Similar claims have been made about the emerging scientific consensus on global warming and the extent of human causation, and so the two movements (creationism and global warming skepticism) have joined forces to pressure legislators in several U.S. states to require that students be taught "all sides of evidence" on these issues [Kaufman2010].
How do scientists respond to these claims?
Conspiracies and the scientific enterprise
To begin with, there is a proper forum for debating scientific issues, one that has been established for centuries and is an essential part of what is properly known as modern science. This forum is most assuredly not amateur websites, newspaper columns, television news channels, or legislative bodies. Instead, the proper forum for scientific debate is the system of peer-reviewed scientific journals and conferences sponsored by major scientific societies. When these issues are "debated" in any other settings, particularly by persons who are not active researchers in the particular field, such discussions should not be taken as serious scientific debate. And real scientific controversies are debated, sometimes rather heatedly, in scientific journals, conferences and even in blog posts and the like written by professional scientists.
Indeed, to professional scientists actively engaged in peer-reviewed research, claims that various sectors of the scientific community are engaged in a "conspiracy" to silence critics and to keep the "truth" from the public are most absurd nonsense.
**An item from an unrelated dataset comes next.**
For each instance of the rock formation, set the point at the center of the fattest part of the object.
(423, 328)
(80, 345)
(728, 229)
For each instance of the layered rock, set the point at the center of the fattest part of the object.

How, in a worldwide community of hundreds of thousands of competitive researchers, from every nation on earth and from countless different cultural backgrounds, could a secret "conspiracy" be maintained? As Ben Franklin wrote in his Poor Richard's Almanack, "Three can keep a secret, provided two of them are dead." [Franklin1732]. Or as the present author once quipped, tongue-in-cheek, in response to a state legislator who was skeptical of evolution (and who had suggested conspiracy), "You have no idea how humiliating this is to me -- there is a secret conspiracy among leading scientists, but no one deemed me important enough to be included!"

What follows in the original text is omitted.